Tasks of the British Left Opposition[edit source]

Here begins the task of the Left Opposition. The English Communists, among whom are naturally many devoted, honest, self-sacrificing revolutionaries, cannot but be discouraged with the results of a decade of activity, and that in the exclusively opportune conditions. Pessimism and indifference can also take hold of very good revolutionaries when they do not understand the causes of their own weaknesses, nor find the way out. Criticism, i.e., in the light of Marxism that openly illuminates the path of the Party, its zig-zags, its errors, the theoretical roots of these errors – that is the foremost and necessary condition for the regeneration of the Party. It is especially necessary, when this has not been done, to begin the publication of the most important documents of the International Left Opposition concerning the question of the Anglo-Russian Committee. This is the point of departure for the English Left wing.

The Left Opposition in England, just as Communism generally, has the right to count upon a promising future: British capitalism falls from great historical heights to an abyss – that is clear to all One can, with assuredness, say that the recent elections represent the last gigantic rise of the national “grandeur” of the British bourgeoisie. However, it is the rise of a dying lamp. For these elections, official English politics will in the coming period pay heavily.

The bankruptcy of the great national heroes of the three parties, just as the bankruptcy of British capitalism, are absolutely inevitable. Despite all obstacles from the C.I., the mole of the British revolution borrows much too good its earthly path. One has every right to hope that these elections are the last rise of reliance of the millions of workers on the capitalists, lords, intellectuals, educated and rich persons, those united with MacDonald and the Sunday Pudding. These gentlemen will find no secret. The real secret is this: the Proletarian Revolution. Just as the actual elections prepare the smash of the conservative and servile soul of the English proletariat, it will be followed by the powerful blossom of their revolutionary soul.

Yet, immediately the victory of the conservatives brings heavy trials for the English proletariat and the deepening of international dangers. Especially does this endanger the U.S.S.R. Here we can see what little aid was brought to the U.S.S.R. through the uninterrupted cry for her “defense”. For a period of two or three years, one expected this defense from Purcell. Hicks, Citrine and later this defense was taken by the Communist Party against the “social-fascist” proletariat. And now, it has in the defense of the U.S.S.R. all in all received 70,000 votes. All that the Left Opposition demanded, the rupture of the shameful block with Purcell, was charged by Stalin as a refusal to defend the U.S.S.R. from British imperialism. Now we can draw the balance: Nobody has given such service to the expiring British Imperialism as the Stalin school. Of course, the chief of this school earned two orders of the Garter.

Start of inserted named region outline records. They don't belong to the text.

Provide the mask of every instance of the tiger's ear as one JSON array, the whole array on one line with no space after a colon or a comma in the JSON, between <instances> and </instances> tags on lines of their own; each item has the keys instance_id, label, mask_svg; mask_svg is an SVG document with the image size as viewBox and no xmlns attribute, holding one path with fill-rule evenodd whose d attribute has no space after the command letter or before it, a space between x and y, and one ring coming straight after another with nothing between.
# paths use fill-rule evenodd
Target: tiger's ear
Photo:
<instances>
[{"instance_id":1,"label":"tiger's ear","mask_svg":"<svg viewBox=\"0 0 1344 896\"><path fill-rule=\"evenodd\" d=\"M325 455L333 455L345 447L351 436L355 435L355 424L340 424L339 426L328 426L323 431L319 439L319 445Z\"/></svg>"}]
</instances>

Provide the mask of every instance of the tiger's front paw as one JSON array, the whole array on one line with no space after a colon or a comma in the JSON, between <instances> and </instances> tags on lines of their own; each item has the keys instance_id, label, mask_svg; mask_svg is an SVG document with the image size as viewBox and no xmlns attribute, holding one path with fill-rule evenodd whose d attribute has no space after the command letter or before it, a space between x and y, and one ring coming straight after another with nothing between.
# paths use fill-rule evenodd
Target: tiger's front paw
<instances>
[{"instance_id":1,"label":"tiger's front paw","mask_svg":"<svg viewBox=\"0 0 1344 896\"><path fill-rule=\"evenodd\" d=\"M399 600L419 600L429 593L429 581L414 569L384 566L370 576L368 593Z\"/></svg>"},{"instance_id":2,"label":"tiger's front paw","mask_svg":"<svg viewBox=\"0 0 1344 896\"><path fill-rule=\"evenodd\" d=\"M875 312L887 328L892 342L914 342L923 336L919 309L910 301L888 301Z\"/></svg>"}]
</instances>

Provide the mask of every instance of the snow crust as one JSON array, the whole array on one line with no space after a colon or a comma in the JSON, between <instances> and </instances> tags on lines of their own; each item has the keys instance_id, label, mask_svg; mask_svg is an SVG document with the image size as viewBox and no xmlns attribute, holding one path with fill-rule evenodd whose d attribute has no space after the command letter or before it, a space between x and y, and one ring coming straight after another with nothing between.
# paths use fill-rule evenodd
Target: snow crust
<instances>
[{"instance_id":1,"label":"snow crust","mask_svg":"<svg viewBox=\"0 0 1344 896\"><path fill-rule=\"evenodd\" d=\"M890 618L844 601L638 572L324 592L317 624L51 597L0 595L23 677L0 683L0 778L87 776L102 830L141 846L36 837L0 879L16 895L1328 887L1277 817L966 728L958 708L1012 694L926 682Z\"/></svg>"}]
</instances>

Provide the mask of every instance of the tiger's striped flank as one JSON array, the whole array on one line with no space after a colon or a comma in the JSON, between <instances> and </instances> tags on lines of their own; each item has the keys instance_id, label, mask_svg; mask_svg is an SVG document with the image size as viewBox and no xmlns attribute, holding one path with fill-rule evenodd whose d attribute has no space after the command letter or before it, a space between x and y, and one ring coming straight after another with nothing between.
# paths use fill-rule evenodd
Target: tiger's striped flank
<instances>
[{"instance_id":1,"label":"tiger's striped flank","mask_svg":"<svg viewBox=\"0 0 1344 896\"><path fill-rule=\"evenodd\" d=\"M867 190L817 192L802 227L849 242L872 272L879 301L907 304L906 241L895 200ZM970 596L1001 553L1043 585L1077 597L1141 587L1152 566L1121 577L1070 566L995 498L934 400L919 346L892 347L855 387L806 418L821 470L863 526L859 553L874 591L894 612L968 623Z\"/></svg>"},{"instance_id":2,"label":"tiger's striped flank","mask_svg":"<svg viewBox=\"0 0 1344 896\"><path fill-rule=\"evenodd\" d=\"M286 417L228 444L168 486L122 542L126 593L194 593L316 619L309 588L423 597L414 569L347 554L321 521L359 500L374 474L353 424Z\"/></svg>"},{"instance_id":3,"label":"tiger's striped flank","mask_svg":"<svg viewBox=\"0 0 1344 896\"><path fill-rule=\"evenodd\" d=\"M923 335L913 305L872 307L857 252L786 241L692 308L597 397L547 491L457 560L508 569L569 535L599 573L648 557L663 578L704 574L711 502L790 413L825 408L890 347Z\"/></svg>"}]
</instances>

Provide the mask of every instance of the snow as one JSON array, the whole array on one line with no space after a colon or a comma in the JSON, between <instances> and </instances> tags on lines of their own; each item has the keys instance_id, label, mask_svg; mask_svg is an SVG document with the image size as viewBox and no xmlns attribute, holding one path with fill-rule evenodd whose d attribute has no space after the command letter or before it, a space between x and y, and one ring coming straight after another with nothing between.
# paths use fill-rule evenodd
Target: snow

The British Left Opposition must begin systematic work. You must establish our staff-center, though a small one. You must build your own publication, even on a modest scale ... It is necessary to have a steady, uninterrupted activity, analysis, critique and propaganda. It is necessary to educate our cadres, although in the first stages few. The fundamental power of history is in our favor. When, in England, more so than elsewhere, Communism in a short time can conquer the consciousness of the wide masses, so can conquer, in the same short time, within the Communist movement, the supremacy of the ideas of the Left Opposition, that is, the ideas of Marx and Lenin. I sincerely wish our British friends success on this path.